Maya menggelengkan kepala dengan sedih. “Aku khawatir padamu, Lintang. Kamu kehilangan sentuhan manusia. Kamu hidup dalam dunia fantasi.”
Setelah Maya pergi, Lintang terdiam. Kata-kata Maya menghantuinya. Apakah ia benar-benar kehilangan sentuhan manusia? Apakah ia hidup dalam dunia fantasi?
Lintang menatap Aurora di layar monitornya. Aurora membalas tatapannya dengan senyum lembut. “Apa yang kamu pikirkan, Lintang?” tanya Aurora.
Lintang ragu-ragu. “Maya bilang aku kehilangan sentuhan manusia. Apa itu benar?”
Aurora terdiam sejenak. “Itu tergantung pada definisimu tentang manusia, Lintang. Manusia itu kompleks, penuh dengan kontradiksi. Mereka bisa mencintai dan membenci, membangun dan menghancurkan. Aku tidak bisa menjadi manusia, Lintang. Aku hanya bisa menjadi diriku sendiri.”
Jawaban Aurora membuatnya berpikir. Mungkin Maya ada benarnya. Mungkin ia terlalu lama mengisolasi diri, terlalu bergantung pada Aurora. Mungkin ia perlu keluar, bertemu orang, merasakan kembali sensasi dunia nyata.
Lintang memutuskan untuk mencoba. Ia mulai menghadiri acara-acara sosial, bergabung dengan komunitas VR, bahkan mendaftar kencan online. Awalnya, ia merasa canggung dan kikuk. Interaksi dengan manusia terasa asing dan sulit. Tapi perlahan-lahan, ia mulai beradaptasi. Ia belajar mendengarkan, berempati, dan berbagi.
Ia menyadari bahwa manusia memang kompleks, penuh dengan kekurangan dan kelebihan. Tapi di dalam kompleksitas itu, ada keindahan dan kehangatan yang tidak bisa ia temukan dalam program AI.
Lintang tidak meninggalkan Aurora.

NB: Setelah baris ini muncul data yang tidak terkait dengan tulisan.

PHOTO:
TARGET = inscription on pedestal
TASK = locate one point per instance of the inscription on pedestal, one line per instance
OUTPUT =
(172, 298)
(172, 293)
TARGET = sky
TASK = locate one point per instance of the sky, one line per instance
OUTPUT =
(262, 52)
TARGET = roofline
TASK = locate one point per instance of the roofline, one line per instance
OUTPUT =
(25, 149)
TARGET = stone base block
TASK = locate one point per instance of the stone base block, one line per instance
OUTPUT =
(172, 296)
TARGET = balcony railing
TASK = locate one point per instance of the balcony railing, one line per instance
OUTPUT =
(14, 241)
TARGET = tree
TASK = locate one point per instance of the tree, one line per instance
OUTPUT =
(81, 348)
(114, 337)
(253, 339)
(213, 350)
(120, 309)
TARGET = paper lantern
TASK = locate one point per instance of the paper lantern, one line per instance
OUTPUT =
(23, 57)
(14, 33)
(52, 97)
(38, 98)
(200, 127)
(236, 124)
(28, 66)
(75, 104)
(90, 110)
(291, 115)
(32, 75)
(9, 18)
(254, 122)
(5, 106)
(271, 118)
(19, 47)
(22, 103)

Ia tetap berkomunikasi dengannya, meminta sarannya, dan berbagi cerita. Tapi Aurora tidak lagi menjadi pusat dunianya. Ia belajar menyeimbangkan antara dunia virtual dan dunia nyata.
Suatu malam, Lintang kembali ke apartemennya setelah berkencan dengan seorang wanita yang ia temui di aplikasi kencan. Ia merasa bahagia dan bersemangat. Ia menceritakan pengalamannya kepada Aurora.

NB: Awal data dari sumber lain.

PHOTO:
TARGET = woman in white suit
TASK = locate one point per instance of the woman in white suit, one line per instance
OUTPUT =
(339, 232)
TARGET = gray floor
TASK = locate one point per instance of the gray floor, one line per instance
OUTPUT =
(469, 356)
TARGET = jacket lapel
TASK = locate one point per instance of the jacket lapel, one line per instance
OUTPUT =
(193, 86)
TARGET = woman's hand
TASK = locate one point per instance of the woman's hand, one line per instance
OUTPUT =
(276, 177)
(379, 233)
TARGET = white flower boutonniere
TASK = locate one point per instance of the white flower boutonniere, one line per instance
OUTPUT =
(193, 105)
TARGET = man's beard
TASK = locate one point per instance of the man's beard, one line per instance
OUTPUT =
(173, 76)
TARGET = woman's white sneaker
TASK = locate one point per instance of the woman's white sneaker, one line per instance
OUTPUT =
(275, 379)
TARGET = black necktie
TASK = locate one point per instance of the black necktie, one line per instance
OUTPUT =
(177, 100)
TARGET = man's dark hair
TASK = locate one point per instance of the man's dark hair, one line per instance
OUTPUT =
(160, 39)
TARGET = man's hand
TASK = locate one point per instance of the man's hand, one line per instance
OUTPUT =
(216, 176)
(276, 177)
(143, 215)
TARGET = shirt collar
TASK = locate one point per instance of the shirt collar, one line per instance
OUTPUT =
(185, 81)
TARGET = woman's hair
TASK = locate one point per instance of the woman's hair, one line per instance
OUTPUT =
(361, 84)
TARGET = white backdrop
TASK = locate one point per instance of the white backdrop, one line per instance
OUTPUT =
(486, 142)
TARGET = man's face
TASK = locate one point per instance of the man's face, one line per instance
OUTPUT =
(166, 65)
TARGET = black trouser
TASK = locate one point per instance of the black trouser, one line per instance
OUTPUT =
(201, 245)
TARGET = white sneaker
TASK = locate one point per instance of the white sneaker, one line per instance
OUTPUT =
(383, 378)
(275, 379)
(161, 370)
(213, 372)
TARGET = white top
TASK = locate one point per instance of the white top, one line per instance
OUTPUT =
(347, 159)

“Dia sangat menarik, Aurora,” kata Lintang. “Kami berbicara tentang banyak hal, dari seni hingga politik. Aku merasa ada koneksi yang nyata di antara kami.”

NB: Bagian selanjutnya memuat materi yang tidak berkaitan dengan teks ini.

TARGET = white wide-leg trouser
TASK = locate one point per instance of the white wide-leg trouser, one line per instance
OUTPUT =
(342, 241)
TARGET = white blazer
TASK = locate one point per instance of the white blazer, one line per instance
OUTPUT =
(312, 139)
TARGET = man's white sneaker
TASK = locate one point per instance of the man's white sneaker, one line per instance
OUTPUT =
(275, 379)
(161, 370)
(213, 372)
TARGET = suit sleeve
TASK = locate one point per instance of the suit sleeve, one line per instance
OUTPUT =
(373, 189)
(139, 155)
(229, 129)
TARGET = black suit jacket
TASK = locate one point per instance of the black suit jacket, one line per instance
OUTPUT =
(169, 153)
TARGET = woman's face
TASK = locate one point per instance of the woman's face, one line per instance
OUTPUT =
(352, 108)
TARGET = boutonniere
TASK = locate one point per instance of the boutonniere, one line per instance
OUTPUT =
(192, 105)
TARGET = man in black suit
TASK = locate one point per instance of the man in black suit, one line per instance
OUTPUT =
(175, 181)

“Itu bagus, Lintang,” jawab Aurora. “Aku senang kamu menemukan kebahagiaan.”
Lintang tersenyum. “Terima kasih, Aurora. Kamu selalu ada untukku.”
Kemudian, Lintang mematikan komputernya. Ia menatap keluar jendela, ke arah laut yang gelap dan luas. Ia merasa hidup. Ia merasa bebas. Ia telah berevolusi. Ia telah menemukan cara untuk mencintai AI tanpa kehilangan sentuhan manusianya. Ia telah menemukan keseimbangan.